Según la confederación Hidrográfica del Júcar. a su paso por Utiel los análisis determinan que el agua es «aceptable», siete kilómetros curso abajo la calidad es «mala» y a su paso por Requena Vuelve a ser «aceptable». El agua vuelve a tener una calidad «aceptable», según se acerca a la comarca de La Hoya. La perdida de calidad del agua a su paso por Requena se debe a que la EDAR está en obras y no ofrece una depuración del todo adecuada, además llegan vertidos de aguas negras procedentes de la población que no pasan por la red de desagües que van hasta las EDAR.
A este negro panorama hay que añadir que 6 de la 25 aldeas de Requena carecen de depuradoras y los vertidos de estas poblaciones van a ramblas, ríos y depósitos freáticos de agua.
Las aguas del río Reatillo a su paso por los términos municipales de Requena y Chera tienen una calidad «buena», mientras que el arroyo Regajo, en Sinarcas, cuenta con aguas de «muy buena» calidad.
En poblaciones como Utiel hace dos años, uno de los acuíferos principales, que suministran a la población, el agua superaba el nivel permitido de nitritos, a consecuencia de vertidos procedentes de las granjas y del excesivo abonado de viñedos, que acaban filtrándose a las bolsas subterráneas de agua.
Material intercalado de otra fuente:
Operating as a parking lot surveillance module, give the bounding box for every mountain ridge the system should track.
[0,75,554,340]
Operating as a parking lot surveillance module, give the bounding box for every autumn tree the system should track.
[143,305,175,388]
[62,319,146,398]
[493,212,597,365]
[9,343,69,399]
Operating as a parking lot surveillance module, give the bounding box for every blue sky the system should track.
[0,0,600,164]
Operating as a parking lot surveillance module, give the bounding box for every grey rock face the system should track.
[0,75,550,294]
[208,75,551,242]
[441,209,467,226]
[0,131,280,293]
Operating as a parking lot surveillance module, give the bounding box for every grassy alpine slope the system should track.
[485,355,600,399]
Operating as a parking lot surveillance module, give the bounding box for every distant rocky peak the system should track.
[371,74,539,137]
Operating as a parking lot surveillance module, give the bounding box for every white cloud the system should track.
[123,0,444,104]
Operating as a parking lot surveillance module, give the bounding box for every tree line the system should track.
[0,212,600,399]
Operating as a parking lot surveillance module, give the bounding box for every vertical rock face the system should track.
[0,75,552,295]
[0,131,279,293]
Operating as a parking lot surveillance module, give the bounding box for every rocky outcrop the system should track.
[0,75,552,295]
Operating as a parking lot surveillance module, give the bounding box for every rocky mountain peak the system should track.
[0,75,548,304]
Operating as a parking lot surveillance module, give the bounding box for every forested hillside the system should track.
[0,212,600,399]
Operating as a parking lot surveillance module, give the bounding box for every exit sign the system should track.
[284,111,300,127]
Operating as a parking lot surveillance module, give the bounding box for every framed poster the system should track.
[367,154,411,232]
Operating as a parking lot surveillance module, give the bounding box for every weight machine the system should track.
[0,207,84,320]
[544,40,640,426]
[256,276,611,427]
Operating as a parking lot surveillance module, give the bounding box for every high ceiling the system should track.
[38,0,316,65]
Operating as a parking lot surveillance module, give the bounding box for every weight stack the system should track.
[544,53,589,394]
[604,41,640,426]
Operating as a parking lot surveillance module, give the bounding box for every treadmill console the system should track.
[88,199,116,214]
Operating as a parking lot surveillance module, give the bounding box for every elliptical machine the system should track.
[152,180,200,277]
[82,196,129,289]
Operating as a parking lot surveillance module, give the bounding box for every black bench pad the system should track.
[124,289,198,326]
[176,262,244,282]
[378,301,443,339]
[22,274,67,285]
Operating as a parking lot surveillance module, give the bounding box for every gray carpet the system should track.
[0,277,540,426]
El otro río que pasa por Requena-Utiel, el Cabriel, pasa por ser uno de los ríos más limpios de Europa y en sus aguas viven las últimas poblaciones de blenio o nutria de río de la Comunitat Valenciana.
En la comarca de El Valle todas las poblaciones cuentan con EDAR, la baja actividad industrial y la buena depuración del agua que utiliza la central nuclear de Cofrentes, permiten que las aguas de los ríos Cabriel y Júcar, ramblas, fuentes y arroyos sean de muy buena calidad. El curso del Cantabán en Jarafuel también cuenta con aguas de buena calidad, según la CHJ.
Por contra en la comarca de La Hoya el río Buñol, afluente del Magro, es otro de los cursos fluviales más castigados de la comarca. La depuración de agua es bastante deficiente en las tres principales poblaciones de la comarca, Buñol, Chiva y Cheste y a pesar de que existen proyectos para mejorar las EDAR existentes, hasta que no se concluyan los efluentes al cauce público provocan que las aguas de este río tengan una calidad «buena» en Siete Aguas y «aceptable» en Macastre. Otro punto muy castigado por vertidos industriales es el barranco de Chiva, donde llegan las aguas de las zonas industriales de Chiva y Cheste, sin una depuración suficiente en la mayoría de los casos.
En esta comarca también se han detectado zonas con contaminación en bolsas subterráneas de agua. Es el caso del acuífero que sirve agua a la urbanización de el Bosque, donde llegaron a superarse los niveles permitidos de atracina hace poco más de un año.
El río Magro en la comarca de La Hoya tiene unas aguas de calidad «buena» en Macastre, no obstante en el pantano de Forata hay bastante eutrofización. El curso fluvial de toda la comarca con una mayor calidad en sus aguas es el Mijares que a su paso por Yátova obtiene la máxima calificación.